Monday, July 27, 2015

In-Memory Computing Summit 2: Database Innovation

In the late 1990s, my boss at the time at Aberdeen Group asked me a thought-provoking question:  Why was I continuing to cover databases?  After all, he pointed out, it seemed at first glance like a mature market – because the pace of technology innovation had slowed down and nothing important seemed to be on the horizon.  Moreover, consolidation meant that there were fewer and fewer suppliers to cover.  My answer at the time was that users in “mature” markets like the mainframe still needed advice on key technologies, which they would not find because analysts following my boss’s logic would flee the field. 
However, as it turned out, this was not the right reason at all – shortly thereafter, the database field saw a new round of innovations centering on columnar databases, data virtualization, and low-end Linux efforts that tinkered with the ACID properties of relational databases.  These, in turn, led to the master data management, data governance, global repository, and columnar/analytic database technologies of the late 2000s.  In the early 2010s, we saw the Hadoop-driven “NoSQL” loosening of commit constraints to enable rapid analytics on Big Data by sacrificing some data quality.
As a result, the late-1990s “no one ever got fired for buying Oracle” mature market wisdom is now almost gone from memory – and databases delivering analytics are close to the heart of many firms’ strategies.  And so, it seems that the real reason to cover databases today is that their markets, far from being mature, are rapidly spawning new entrants and offering many technology-driven strategic reasons to upgrade and expand.
The recent 2015 In-Memory Computing Summit suggests that a new round of database innovation, driven by the needs listed in my first post, is bringing changes to user environments especially in three key areas:
1.       Redefinition of data-store storage tiering, leading to redesign of data-access software;
2.       Redefinition of “write to storage” update completion, allowing flexible loosening of availability constraints in order to achieve real-time or near-real-time processing of operational and sensor-driven Big Data; and
3.       Balkanization of database architectures, as achieving Fast Data turns out to mean embedding a wide range of databases and database suppliers in both open source and proprietary forms.

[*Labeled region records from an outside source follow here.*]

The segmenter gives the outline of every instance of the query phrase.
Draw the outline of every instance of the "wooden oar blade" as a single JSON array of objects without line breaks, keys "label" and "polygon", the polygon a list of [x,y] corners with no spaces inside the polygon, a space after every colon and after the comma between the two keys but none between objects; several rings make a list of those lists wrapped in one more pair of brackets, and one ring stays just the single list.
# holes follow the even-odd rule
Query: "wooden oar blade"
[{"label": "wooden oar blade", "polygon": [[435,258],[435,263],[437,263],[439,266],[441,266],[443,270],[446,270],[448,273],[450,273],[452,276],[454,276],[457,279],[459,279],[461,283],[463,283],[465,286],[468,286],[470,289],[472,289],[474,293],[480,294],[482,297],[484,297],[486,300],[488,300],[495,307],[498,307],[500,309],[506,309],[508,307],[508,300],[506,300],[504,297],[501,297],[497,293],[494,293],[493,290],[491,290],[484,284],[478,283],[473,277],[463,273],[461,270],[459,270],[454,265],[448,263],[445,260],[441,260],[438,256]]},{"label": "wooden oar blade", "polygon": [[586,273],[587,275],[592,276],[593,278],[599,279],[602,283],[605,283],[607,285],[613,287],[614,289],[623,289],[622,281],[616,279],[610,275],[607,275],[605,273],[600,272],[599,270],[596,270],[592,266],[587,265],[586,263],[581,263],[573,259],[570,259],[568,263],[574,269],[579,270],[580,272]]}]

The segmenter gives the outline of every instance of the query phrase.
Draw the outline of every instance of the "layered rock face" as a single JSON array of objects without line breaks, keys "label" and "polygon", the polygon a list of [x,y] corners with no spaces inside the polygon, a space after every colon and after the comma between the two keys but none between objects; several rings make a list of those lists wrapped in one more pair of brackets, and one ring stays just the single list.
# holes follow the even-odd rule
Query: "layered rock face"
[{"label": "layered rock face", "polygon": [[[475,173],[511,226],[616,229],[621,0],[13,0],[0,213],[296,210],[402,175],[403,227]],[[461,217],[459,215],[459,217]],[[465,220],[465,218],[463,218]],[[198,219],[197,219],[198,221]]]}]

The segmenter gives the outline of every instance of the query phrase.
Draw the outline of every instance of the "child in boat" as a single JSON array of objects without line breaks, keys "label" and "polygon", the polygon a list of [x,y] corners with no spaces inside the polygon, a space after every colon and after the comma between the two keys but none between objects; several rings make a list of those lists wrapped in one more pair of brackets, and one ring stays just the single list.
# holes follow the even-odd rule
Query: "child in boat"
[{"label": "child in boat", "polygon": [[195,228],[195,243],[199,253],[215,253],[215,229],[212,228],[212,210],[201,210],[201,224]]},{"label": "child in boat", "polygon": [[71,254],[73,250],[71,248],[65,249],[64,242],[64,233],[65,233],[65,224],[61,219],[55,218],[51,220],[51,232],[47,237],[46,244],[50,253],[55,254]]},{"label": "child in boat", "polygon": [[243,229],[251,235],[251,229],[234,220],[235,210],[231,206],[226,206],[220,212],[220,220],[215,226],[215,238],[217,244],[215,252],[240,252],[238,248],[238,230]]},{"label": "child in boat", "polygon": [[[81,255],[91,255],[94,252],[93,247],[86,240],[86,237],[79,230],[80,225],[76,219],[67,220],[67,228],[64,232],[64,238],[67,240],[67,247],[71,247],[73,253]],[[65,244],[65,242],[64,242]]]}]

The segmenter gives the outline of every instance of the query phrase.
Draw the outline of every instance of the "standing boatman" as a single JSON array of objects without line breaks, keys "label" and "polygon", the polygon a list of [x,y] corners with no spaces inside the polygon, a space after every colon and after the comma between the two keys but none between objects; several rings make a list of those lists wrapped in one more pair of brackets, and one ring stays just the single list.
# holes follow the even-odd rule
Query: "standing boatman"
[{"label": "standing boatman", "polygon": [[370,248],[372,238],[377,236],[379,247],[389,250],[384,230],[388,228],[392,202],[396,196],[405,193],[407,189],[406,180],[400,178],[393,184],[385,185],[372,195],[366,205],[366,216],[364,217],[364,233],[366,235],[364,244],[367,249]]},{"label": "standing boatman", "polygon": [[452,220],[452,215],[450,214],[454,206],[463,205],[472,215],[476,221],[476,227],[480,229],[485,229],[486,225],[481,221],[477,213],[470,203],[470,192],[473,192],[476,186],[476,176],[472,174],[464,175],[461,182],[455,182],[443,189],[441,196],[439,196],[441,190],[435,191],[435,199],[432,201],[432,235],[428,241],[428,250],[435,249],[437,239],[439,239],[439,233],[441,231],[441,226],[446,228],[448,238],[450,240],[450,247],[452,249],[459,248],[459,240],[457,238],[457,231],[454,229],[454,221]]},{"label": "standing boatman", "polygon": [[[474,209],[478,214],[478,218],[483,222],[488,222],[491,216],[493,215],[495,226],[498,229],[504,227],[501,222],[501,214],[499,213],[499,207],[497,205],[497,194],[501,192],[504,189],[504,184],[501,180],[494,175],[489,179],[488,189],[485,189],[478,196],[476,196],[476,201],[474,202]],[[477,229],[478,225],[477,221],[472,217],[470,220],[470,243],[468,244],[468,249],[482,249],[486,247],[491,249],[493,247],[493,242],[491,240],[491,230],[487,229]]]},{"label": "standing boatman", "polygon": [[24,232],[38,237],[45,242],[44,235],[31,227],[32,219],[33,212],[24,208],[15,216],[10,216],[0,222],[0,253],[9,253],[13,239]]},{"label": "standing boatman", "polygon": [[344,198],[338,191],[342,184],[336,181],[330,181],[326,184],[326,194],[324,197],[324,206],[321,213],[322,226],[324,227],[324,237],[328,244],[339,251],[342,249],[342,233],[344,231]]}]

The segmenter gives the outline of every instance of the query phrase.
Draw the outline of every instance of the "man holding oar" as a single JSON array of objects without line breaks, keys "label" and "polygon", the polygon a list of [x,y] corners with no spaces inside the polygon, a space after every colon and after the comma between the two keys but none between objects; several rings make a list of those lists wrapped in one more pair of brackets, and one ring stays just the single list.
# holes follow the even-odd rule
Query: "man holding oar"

Real-Time Flat-Memory Storage Tiering:  Intel Is a Database Company

All right, now that I’ve gotten your attention, I must admit that casting Intel as primarily a database company is a bit of an exaggeration.  But there’s no doubt in my mind that Intel is now thinking about its efforts in data-processing software as strategic to its future.  Here’s the scenario that Intel laid out at the summit:
At present, only 20% of a typical Intel CPU is being used, and the primary reason is that it sits around waiting for I/O to occur (i.e., needed data to be loaded into main memory) – or, to use a long-disused phrase, applications running on Intel-based systems are I/O-bound.  To fix this problem, Intel aims to ensure faster I/O, or, equivalently, the ability to service the I/O requests of each of multiple applications running concurrently, and do it faster.  Since disk does not offer much prospect for I/O-speed improvement, Intel has proposed a software protocol standard, NVRAM(e), for flash memory.  However, to ensure that this protocol does indeed speed things up adequately, Intel must write the necessary data-loading and data-processing software itself.
So will this be enough for Intel, so that it can go back to optimizing chip sets?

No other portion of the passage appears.